Silly weasel-wording and straw-man construction (no pun intended). As above, few, if any, men would take such a view. The issue is not a woman's choice whether or not to become pregnant, the issue is what is ethical once they are pregnant.

They include a host of religions and their acolytes who demand unswerving obedience to a set of man-made rules.

I hope that the careful reader will notice that I have not made any appeal to religious doctrine during my discussion of abortion. (More on this in a moment.)

They also include women who, for whatever reason, believe their lives should be ruled by chance, happenstance and blind obedience.

Another straw-[wo]man argument. Pro-life advocates who are female are branded illogical nincompoops.

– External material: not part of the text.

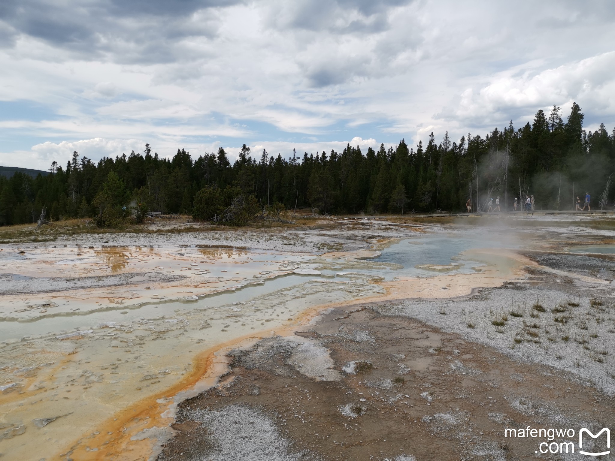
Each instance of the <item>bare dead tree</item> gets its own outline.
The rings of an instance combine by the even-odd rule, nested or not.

So be it. That is exactly what choice entails. Every Canadian woman can now say proudly, "My life, my body, my decisions."

And again, the author loudly and proudly entirely misses the point. The entire editorial contained no justification for the view being presented, merely statement and restatement of the view and its fundamental underpinnings without any rational argument.

I will say that it can be easy to miss the point with a controversial issue like this one, especially when reason can quickly become clouded or overwrought with emotional issues. But all of the abortion questions can be reduced to just one: What is the unborn? As Greg Koukl says: "If the unborn are not human, no justification for elective abortion is necessary. But if the unborn are human, no justification for elective abortion is adequate."

The best (short) online resource on this question is Dr William Lane Craig's writing here, which is not, as Ms Ford might expect, based on religious reasoning:
http://www.reasonablefaith.org/site/News2?page=NewsArticle&id=6351

Please read and carefully consider the argument Dr Craig above. This is not merely an academic question, one where learned individuals sit around stroking their beards, smoking their pipes and waxing philosophically on their easy-chairs. As I've posted previously there are over one million abortions performed every month. If abortion really does, as pro-life advocates claim, kill human beings, that is one million morally reprehensible deaths each month.